Vlado creyó estar en presencia de un compatriota, aunque no estaba seguro de por qué.
– Exactamente.
– Está bien que coincidamos. ¿Café? Parece que lo necesita.
– Sí.
– Y, por favor, fume con toda confianza -dijo Torello, sacando una cajetilla de cigarrillos de su chaqueta-. Esto no es América, ya sabe.
– ¿No le gustan los americanos?
– Nada más lejos. Creo que los americanos son estupendos. Sobre todo sus mujeres, que parecen pensar que los hombres italianos son estupendos siempre que se tomen en dosis limitadas.
La sonrisa de Torello se amplió.
Sí, Vlado podía imaginárselo durante la temporada turística. La belleza morena que el resto del mundo esperaba de los hombres jóvenes italianos. Delgado y desenvuelto, con el cabello cruzándole perfectamente la frente, el inglés impecable y la cantidad justa de sol en el rostro para hacer pensar en un hombre de acción.
– Pero seamos realistas -continuó Torello-. ¿Cuántas veces personas como usted y yo, de países que por lo general se mantienen al margen, tienen la oportunidad de hacer lo que les venga en gana, sobre todo cuando gente de embajadas muy poderosas exigen que hagan otra cosa? Este fax, por ejemplo, aterrizó en mi mesa esta misma tarde -dijo y se lo pasó a Vlado.
Era un mensaje del Departamento de Estado de Estados Unidos instando a las autoridades policiales a consultar por favor con contactos de la embajada de Roma antes de cooperar con investigadores que afirmen buscar a los sospechosos Marko Andric y Pero Matek, debido a «irregularidades diplomáticas» no especificadas.

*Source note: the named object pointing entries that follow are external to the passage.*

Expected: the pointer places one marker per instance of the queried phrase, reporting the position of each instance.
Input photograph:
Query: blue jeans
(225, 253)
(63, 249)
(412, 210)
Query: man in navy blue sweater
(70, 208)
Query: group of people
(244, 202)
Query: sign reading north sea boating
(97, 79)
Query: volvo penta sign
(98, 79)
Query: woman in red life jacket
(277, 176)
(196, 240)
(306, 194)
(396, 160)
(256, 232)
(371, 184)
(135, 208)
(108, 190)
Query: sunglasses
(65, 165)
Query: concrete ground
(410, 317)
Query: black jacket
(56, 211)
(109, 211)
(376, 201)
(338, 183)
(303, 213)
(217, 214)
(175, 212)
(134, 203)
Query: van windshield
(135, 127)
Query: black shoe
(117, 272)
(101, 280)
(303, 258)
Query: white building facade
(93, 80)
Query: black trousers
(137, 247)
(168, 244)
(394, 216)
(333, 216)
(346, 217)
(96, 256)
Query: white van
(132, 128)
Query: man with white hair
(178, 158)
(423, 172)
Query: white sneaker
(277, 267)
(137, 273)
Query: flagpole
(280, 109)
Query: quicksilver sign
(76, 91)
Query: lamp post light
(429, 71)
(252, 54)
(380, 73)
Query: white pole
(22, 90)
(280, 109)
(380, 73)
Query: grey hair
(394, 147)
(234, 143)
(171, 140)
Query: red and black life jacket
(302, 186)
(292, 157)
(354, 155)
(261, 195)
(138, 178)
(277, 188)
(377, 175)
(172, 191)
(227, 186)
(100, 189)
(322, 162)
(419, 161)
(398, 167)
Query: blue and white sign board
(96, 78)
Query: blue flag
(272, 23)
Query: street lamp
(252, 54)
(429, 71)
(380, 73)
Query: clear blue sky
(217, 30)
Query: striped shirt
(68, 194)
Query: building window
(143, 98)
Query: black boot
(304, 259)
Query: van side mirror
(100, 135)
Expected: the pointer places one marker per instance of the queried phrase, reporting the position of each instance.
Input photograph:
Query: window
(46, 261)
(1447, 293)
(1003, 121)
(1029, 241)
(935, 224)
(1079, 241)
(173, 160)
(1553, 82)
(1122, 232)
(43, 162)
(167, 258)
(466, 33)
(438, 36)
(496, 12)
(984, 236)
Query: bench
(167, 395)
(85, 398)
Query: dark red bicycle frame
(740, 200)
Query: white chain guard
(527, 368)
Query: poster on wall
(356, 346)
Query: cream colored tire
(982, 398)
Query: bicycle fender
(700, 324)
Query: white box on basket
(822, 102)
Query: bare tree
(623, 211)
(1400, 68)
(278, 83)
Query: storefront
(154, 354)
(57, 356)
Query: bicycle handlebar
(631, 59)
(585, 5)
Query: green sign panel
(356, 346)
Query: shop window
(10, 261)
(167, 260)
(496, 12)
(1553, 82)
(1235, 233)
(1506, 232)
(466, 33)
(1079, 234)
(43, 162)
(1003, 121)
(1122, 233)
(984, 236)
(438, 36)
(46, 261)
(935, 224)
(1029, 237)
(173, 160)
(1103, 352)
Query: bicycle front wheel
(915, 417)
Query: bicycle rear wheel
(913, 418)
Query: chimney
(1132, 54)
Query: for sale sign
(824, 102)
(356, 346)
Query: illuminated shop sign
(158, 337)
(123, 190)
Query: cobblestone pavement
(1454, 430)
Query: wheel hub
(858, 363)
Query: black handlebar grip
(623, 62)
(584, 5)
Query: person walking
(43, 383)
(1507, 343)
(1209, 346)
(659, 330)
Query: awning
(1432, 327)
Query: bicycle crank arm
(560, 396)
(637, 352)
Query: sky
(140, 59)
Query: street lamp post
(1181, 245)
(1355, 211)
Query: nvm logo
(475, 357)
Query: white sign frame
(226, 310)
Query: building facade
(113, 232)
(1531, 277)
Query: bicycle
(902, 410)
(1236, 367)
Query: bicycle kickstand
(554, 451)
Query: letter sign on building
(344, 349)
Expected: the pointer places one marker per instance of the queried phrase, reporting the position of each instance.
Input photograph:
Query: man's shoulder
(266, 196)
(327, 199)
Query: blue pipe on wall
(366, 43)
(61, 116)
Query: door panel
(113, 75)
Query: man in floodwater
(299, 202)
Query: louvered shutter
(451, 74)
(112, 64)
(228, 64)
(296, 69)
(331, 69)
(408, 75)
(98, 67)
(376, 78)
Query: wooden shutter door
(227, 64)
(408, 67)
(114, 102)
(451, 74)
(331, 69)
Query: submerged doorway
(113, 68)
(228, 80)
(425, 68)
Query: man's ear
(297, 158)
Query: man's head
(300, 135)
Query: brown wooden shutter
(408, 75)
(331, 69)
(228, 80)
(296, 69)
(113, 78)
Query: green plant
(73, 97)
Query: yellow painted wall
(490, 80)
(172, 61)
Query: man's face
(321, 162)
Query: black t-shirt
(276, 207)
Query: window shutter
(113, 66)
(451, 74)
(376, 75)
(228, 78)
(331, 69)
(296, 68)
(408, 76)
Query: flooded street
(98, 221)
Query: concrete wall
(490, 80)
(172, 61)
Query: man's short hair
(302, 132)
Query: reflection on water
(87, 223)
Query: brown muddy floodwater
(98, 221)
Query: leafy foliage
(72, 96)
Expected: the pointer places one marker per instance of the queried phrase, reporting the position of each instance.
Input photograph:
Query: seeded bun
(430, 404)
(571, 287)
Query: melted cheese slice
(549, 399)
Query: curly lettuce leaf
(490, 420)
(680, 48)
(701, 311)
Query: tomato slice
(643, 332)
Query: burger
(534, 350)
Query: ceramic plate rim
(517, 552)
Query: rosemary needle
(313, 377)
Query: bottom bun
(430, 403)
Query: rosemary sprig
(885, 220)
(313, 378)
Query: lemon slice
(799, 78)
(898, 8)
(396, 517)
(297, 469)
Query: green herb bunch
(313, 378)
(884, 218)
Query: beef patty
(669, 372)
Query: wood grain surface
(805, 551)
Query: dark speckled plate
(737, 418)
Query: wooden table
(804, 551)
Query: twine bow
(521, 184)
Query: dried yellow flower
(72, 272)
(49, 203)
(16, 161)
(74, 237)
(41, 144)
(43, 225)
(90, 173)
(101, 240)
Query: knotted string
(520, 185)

– Ellos gritan. Nosotros saltamos. Y mírenos a nosotros dos, hablando en su idioma. Pero me atendré a la letra de esta nota, desde luego. -Levantó el fax en alto-. Es decir que si, por ejemplo, telefonea un representante oficial del Tribunal, buscando a un compañero desaparecido, tendría que remitirme como es natural a estas instrucciones, y no le diría nada. ¿Pero un caso de personas desaparecidas para un policía de Bosnia que está de visita? Eso es algo totalmente distinto.